This week, we cover how to detect small SNPs/Indels in genomes by using variant calling
Start by gathering some data. Pull down a set of input data from (human build38) from this location: https://storage.googleapis.com/bfx_workshop_tmp/inputs.tar.gz
Unwad the inputs tarball with tar -xvf
and look at the files:
- There are two bams, containing reads from chromosome 17 of a human cell line tumor/normal pair.
- A small reference fasta for chromosome 17 is also included. This is to save time and memory (as opposed to using the whole human reference)
- You might wonder why we have duplicate indices:
tumor.bai
andtumor.bam.bai
files here. The short answer is that they contain the same information. Some tools strongly prefer one format, and some the other, so to avoid complications in our pipelines, we just keep both around.
Generate a germline variant VCF from an aligned sequence bam and examine it.
- Use GATK HaplotypeCaller to produce a VCF file of germline variant calls (from the normal bam). Some hints:
- Pull and launch docker images to run your commands, just like you did in previous weeks.
- Either using a jupyter notebook or running things from the command line directly is fine!
- Be aware of what directories you're mounting using the
-v
parameter - all data has to be "underneath" the location you mount! - you can find the docker containers for GATK on Dockerhub. Use version 4.4.0 (click on the "tags" link at top)
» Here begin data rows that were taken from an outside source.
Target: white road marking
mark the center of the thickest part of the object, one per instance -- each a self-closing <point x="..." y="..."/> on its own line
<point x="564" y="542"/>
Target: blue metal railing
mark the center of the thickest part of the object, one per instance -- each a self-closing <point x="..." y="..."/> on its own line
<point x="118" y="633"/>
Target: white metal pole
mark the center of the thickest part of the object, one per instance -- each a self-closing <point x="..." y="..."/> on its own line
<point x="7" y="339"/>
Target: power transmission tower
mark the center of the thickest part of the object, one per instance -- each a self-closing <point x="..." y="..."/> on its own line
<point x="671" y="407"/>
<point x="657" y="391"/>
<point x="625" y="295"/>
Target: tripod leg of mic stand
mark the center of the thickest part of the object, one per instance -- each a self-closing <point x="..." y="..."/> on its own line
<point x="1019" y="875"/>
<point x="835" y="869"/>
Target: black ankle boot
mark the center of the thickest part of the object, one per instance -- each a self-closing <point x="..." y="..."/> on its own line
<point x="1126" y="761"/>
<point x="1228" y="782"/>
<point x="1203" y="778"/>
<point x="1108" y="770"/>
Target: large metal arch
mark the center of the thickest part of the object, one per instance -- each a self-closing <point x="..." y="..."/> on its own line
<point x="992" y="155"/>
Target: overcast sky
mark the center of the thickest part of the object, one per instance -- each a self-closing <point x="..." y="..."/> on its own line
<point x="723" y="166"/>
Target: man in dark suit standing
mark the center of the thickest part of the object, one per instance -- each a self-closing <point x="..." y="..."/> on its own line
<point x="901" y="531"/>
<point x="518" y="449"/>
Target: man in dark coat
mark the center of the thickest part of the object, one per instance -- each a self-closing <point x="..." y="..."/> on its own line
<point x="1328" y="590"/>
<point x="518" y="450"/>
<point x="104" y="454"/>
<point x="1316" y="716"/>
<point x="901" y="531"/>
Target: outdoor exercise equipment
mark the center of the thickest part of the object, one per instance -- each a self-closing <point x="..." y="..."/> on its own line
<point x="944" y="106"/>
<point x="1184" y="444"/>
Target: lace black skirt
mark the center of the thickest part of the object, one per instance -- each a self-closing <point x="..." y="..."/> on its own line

- you only need three required parameters for
./gatk HaplotypeCaller
--input
--output
--reference
- all the files you need are in the inputs directory
- Examine the ouput VCF by using
less
or your favorite text editor.- Note how each field in the VCF has a definition in the header.
- Find a variant that has at least 100 reads of support for the variant allele
- Find a site that is an indel (insertion or deletion)
- Use command line utilities to tell you how many variants were called (don't count the header lines!)
We're going to run two different somatic variant calling algorithms today - Mutect and Varscan. Let's try running the core callers by hand first.
Use docker to fire up the same image we used for germline calling: broadinstitute/gatk:4.4.0.0
. This image also contains the Mutect somatic variant caller. Once inside, run Mutect like this, remembering to change the input paths as needed:
/gatk/gatk Mutect2 --java-options "-Xmx4g" -O /data/mutect.vcf.gz -R /data/inputs/chr17.fa -I /data/inputs/tumor.bam -tumor "Exome_Tumor" -I /data/inputs/normal.bam -normal "Exome_Normal"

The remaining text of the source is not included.